We must learn facts about our history


I was moved when I read Heather Smith’s article, “Embrace learning accurate history.” She spoke from her heart about her own education in Salem and her current teaching involvement with Youngstown youth at Rayen Early College. She wondered why she never learned about the John Brown slave rebellion in 1859, and, perhaps more importantly, that a couple of people from Salem had been present at that event, or that she had never heard about the abolitionist newspaper or the underground railroad in her own community.

She reported she was angry that she had not been told a truthful story about her history. She is well aware that Republicans in our state are currently trying to keep young people from knowing the truth about the history of our country. She pointed out that Bill 322 and Bill 327 in Ohio are an attempt to cover over part of the truth.

I, too, was raised to hear only part of my story.
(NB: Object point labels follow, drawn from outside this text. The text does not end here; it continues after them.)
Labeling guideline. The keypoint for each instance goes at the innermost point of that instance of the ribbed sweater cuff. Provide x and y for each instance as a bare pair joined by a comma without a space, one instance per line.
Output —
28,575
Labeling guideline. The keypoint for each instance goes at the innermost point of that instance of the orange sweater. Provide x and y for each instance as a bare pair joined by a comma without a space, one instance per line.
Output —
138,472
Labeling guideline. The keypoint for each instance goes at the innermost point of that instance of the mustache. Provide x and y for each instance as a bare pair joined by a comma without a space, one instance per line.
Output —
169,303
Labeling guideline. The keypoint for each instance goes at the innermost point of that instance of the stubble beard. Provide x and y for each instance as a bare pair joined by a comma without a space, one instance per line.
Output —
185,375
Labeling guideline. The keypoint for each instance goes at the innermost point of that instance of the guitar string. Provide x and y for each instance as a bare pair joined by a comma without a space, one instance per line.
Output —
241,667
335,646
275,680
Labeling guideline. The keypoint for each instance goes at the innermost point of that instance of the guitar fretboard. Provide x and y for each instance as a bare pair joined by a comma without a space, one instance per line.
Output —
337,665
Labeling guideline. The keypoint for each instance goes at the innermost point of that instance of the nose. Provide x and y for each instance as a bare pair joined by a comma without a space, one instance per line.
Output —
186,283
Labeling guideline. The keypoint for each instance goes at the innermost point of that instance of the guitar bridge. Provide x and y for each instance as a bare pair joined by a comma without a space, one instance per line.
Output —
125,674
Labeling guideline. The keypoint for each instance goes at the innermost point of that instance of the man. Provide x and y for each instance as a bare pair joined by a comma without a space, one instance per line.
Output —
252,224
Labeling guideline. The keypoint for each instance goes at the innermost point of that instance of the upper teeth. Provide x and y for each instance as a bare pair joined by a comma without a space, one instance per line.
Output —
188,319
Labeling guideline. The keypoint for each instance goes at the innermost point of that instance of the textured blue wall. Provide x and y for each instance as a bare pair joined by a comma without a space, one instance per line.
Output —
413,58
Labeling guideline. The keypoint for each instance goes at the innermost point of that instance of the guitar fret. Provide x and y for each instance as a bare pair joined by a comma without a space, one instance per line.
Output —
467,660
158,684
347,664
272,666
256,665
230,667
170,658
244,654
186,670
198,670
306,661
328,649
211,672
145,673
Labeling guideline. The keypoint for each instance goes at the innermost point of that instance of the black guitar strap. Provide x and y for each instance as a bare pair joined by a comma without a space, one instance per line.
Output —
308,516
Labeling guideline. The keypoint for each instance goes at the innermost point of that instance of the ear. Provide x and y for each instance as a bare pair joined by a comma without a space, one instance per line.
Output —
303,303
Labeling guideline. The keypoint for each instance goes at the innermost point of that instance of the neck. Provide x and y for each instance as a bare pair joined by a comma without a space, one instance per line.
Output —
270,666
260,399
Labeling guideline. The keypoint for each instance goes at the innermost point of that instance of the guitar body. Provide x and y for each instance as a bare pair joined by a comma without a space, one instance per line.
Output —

I feel this hurts us and prevents us from growing into adults who can be realistic about ourselves, as well as our leaders. We should be told the truth about our history: the good, the bad and the ugly. That way we can embrace the truth about all of us: We are all brothers, created by God, and we are all in this difficult life together.

More than ever we need the truth to guide us. If we are not given the truth about ourselves or about our country, we will fall prey to falsehoods, such as conspiracy theories and lies from our leaders. I like that Jesus said, “You will know the truth, and the truth will set you free.”